# 240 DVDs in einer Sekunde



## Own3r (9. März 2011)

Mitarbeitern des Berliner Fraunhofer Heinrich-Hertz-Instituts ist  es erstmals gelungen, eine serielle Datenrate von 10,2 Terabit,  was etwa 240 DVDs entspricht, pro Sekunde zu erzeugen. Sie schafften Daten über eine  Glasfaserstrecke von 29 km Länge zu übertragen. Dies ist durch eine schnellere und umfassendere Modulation des Lichtsignals, das in  der Glasfaser auf einer einzelnen Wellenlänge transportiert wird, möglich.

Wesentliche Neuerung für die schnelle Datenübertragung: Die Pulswiederholrate bei der Datenübertragung wurde erhöht, indem  die Lichtblitze (übertragen Daten in der Glasfaser) sehr viel  schneller an- und ausgeschaltet werden. Zudem wurden die Pausen verringert. 

Eine genaue erklärung des Verfahren befindet sich hier:

240 DVDs in einer Sekunde | pro-physik.de - das Physikportal (Quelle)


----------



## doodlez (9. März 2011)

wie kann man denn solche Geschwindigkeiten testen?


----------



## totovo (9. März 2011)

doodlez schrieb:


> wie kann man denn solche Geschwindigkeiten testen?


 
mit einem Raidverbund aus 300 Revodrives? 

@Topic:

krasse Sache, das lässt auf noch höhere Geschwindigkeiten hoffen!


----------



## Skysnake (9. März 2011)

Mit ner "einfachen" CCD Kamera. Du musst ja "nur" messen, ob hinten ein Signal rauskommt, und mit welcher Rate.
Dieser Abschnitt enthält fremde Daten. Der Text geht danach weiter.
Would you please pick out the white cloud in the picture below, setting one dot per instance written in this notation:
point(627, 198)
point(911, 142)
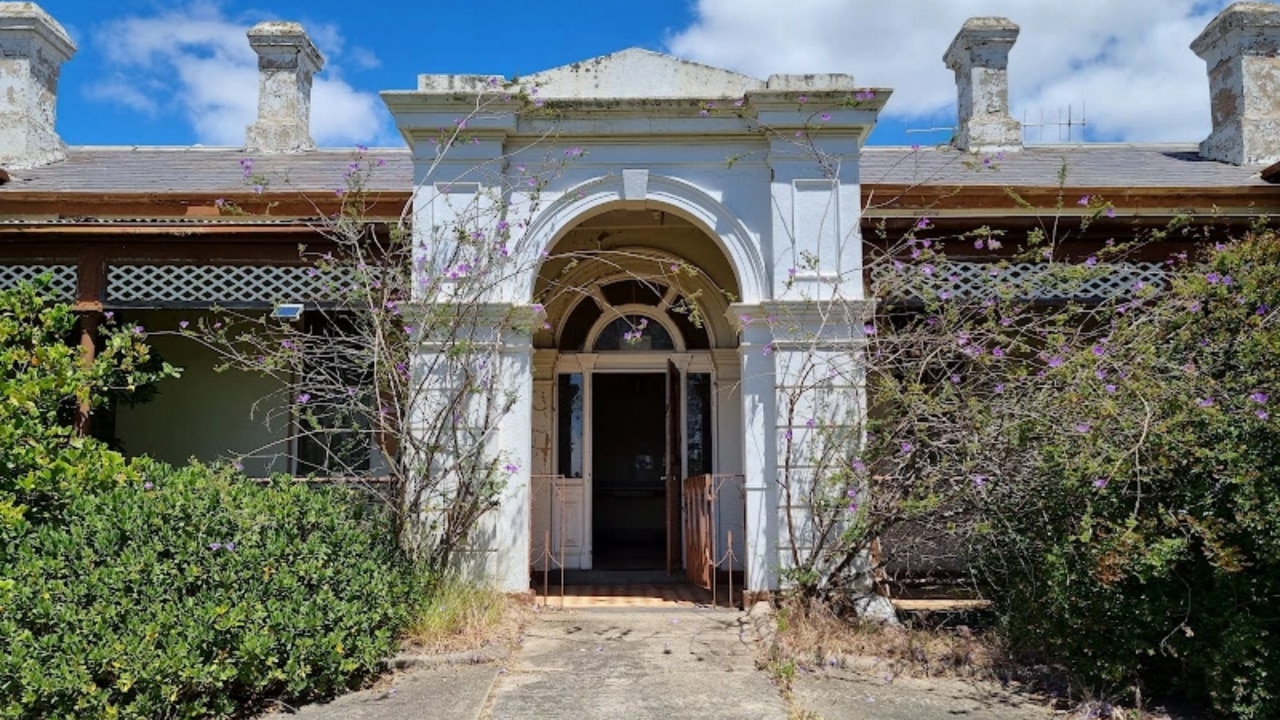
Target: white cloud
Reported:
point(199, 60)
point(1128, 63)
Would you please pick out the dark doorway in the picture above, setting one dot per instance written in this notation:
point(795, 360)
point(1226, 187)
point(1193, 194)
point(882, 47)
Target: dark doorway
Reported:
point(629, 450)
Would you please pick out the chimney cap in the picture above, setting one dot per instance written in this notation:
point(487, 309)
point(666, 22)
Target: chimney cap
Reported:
point(1237, 17)
point(976, 32)
point(273, 35)
point(30, 17)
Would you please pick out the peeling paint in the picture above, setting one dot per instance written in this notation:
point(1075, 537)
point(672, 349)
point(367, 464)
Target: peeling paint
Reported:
point(32, 49)
point(1240, 48)
point(979, 58)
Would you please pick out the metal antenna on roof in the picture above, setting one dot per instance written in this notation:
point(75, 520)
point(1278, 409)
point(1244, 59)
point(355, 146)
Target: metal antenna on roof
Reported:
point(1065, 124)
point(949, 130)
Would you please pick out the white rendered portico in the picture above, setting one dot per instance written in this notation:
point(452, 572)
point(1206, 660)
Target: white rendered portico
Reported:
point(647, 220)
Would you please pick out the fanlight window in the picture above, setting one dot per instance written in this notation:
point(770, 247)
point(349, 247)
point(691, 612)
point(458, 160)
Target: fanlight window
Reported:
point(631, 333)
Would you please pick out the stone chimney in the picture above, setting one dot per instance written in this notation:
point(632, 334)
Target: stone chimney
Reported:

Die Daten an sich interessieren ja bei sowas nicht.


----------



## Dr Bakterius (9. März 2011)

Her damit, das fehlt noch zu meinem VDSL


----------



## kress (9. März 2011)

Peak oder avg Werte?


----------



## Own3r (9. März 2011)

kress schrieb:


> Peak oder avg Werte?


 
Ich denke mal das das durchschnittliche Werte sind, denn die Frequenz kann ja nie zu 100% konstant sein.


----------



## zøtac (9. März 2011)

schon krass... mal schaun wann man ne Terabit Internetleitung hat^^


----------



## Gast1111 (9. März 2011)

Puh wenn solche Leitungen mal Einzug bei den Providern halten


----------



## Leandros (9. März 2011)

Da freu ich mich schon drauf. Fehlt nur noch ne SSD die diese werte schreiben kann


----------



## quantenslipstream (9. März 2011)

Wa1lock schrieb:


> Puh wenn solche Leitungen mal Einzug bei den Providern halten


 
Wäre schön, wenn man eine DVD mit der Geschwindigkeit auslesen könnte. Wenn ich daran denke, wie langsam ein optisches Laufwerk inzwischen geworden ist.


----------



## HolySh!t (9. März 2011)

Bin ma gesapnnt wann so eine Geschwindigkeit "flächendeckend" zu erhalten ist.


----------



## kress (9. März 2011)

quantenslipstream schrieb:


> Wäre schön, wenn man eine DVD mit der Geschwindigkeit auslesen könnte. Wenn ich daran denke, wie langsam ein optisches Laufwerk inzwischen geworden ist.


 
Mal ganz davon abgesehn, dass es mal bei 9kb/s up/down angefangen hat.^^

Naja, die Geschwindigkeit bringt in den nächsten paar Jahren für normale User eher nichts, Sata III und HDD's limitieren.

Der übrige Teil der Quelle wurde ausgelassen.